Song
- English title: Prussia's Glory
- Written: 1871
- Composer: Johann Gottfried Piefke

Audio sample
- Recording of Preußens Gloria from the 1920sfile; help;

= Preußens Gloria =

1871 German military march

Preußens Gloria, Prussian Army March Collection II, p. 240, is a well-known military march of the 19th century, composed by Johann Gottfried Piefke (1817–1884).

== History ==

=== Origins ===
"Preußens Gloria" ("The Glory of Prussia" or "Prussia's Glory") was written in 1871 after the Kingdom of Prussia's victory in the Franco-Prussian War, which led to the unification of the German states into the new Prussian-led German Empire. As part of the victory parade of the returning troops, the march was performed for the first time in public in Frankfurt an der Oder, where Piefke's garrison was based. As Piefke only performed it on important occasions, the march was unknown to a broader public for a long time. In 1909 the manuscript of the almost forgotten tune turned up and was reworked by army-musical inspector Theodor Grawert. Shortly afterwards it was included in the collection of Prussian army marches.

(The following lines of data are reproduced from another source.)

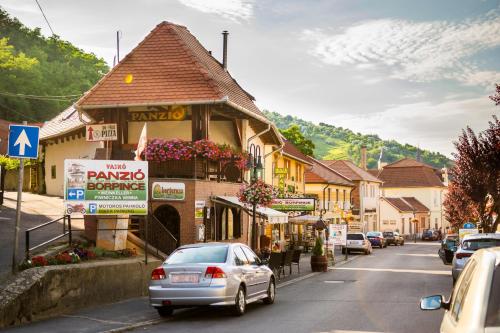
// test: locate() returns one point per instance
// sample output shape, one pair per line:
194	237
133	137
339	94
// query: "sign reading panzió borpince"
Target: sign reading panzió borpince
95	187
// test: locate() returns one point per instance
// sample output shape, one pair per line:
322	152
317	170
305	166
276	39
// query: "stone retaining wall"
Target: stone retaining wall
43	292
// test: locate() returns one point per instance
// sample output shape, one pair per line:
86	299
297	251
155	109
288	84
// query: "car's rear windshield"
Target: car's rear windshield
199	255
355	236
476	244
493	312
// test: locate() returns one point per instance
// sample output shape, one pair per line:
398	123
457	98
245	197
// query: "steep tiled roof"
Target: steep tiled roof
320	173
399	204
409	176
351	170
416	205
64	122
168	66
291	150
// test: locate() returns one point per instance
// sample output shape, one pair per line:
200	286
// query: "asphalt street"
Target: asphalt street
375	293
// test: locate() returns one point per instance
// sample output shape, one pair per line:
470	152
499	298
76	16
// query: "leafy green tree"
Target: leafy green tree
48	67
294	135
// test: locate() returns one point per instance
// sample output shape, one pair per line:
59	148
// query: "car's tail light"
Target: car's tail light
158	274
214	272
462	255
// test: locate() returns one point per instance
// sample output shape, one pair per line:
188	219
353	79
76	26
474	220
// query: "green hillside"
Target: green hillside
41	76
340	143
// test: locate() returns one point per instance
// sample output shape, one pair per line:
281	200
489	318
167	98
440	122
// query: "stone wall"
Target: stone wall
43	292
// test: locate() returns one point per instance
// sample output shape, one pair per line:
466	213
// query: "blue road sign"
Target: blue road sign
469	225
23	141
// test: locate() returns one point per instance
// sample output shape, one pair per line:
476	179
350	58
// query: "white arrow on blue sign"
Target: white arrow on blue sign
23	141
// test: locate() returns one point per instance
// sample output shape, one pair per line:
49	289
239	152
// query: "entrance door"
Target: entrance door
171	220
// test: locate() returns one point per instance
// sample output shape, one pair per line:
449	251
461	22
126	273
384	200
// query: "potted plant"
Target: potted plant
319	261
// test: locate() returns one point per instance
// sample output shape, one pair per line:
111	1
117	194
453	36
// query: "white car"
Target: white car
357	241
474	305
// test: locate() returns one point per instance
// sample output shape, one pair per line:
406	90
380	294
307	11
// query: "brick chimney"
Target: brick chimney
363	158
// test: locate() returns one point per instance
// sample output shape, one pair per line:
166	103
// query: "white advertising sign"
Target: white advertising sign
104	187
101	132
337	234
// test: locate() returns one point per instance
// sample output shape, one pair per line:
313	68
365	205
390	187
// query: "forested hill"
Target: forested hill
340	143
41	76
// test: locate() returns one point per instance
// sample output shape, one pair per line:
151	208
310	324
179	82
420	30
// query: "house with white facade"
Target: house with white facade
411	178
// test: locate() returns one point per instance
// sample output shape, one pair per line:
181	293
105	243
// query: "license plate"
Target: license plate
184	278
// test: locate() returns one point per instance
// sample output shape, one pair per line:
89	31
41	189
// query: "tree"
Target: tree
295	136
477	172
459	208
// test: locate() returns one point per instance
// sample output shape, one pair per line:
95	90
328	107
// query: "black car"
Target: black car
448	248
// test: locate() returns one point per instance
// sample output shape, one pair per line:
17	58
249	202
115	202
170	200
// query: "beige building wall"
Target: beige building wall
55	154
391	219
431	197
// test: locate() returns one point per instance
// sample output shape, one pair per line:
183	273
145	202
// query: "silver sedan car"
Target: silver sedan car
218	274
469	245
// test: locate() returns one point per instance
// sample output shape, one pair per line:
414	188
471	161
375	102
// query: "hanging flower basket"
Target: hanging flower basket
258	193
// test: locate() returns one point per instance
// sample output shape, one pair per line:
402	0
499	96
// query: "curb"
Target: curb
280	285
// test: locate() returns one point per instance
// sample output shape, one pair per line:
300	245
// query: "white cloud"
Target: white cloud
432	126
235	10
414	51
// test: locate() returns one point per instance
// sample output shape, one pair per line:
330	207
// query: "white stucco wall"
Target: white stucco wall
55	154
391	218
431	197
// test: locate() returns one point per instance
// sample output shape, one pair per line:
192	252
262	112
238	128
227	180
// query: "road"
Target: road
376	293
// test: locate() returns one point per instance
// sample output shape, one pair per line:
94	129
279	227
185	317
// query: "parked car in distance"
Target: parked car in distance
474	305
469	245
376	238
429	234
399	239
357	241
448	247
217	274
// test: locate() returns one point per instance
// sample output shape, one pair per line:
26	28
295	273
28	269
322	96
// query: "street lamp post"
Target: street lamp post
255	164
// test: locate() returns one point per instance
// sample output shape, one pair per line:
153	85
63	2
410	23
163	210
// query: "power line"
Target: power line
45	17
18	113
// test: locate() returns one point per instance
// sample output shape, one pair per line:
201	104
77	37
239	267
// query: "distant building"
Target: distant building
411	178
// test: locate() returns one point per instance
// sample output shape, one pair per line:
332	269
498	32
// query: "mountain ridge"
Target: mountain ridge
340	143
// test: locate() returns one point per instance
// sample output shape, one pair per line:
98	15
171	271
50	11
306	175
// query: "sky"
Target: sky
414	71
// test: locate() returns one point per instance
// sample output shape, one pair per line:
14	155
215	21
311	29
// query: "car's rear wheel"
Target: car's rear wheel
240	302
165	311
271	293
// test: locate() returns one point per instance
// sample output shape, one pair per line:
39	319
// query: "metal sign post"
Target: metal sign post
23	143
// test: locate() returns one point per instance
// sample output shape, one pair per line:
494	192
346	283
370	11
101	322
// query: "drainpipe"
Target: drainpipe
256	136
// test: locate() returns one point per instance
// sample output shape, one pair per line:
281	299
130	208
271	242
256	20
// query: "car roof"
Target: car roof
481	236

East Germany officially banned the march due to its connotation of Prussian militarism.

=== Present ===
Today it is one of the best known German army marches. It is often played by the Bundeswehr (lit. 'Federal Defence') at official ceremonies and state visits. It is also a standard tune in many international military bands. In Germany it is often played by non-professional bands due to its popularity. It has also been adopted by units in other armies, for example in Great Britain by the First Squadron, Honourable Artillery Company. The song is often played by marching bands in Northern Ireland. Also, it is played in military parades by the Chilean Army. It is also played by the Royal Swedish Army Band and the British Army.

== Music ==

It is performed in D major and trio in G major.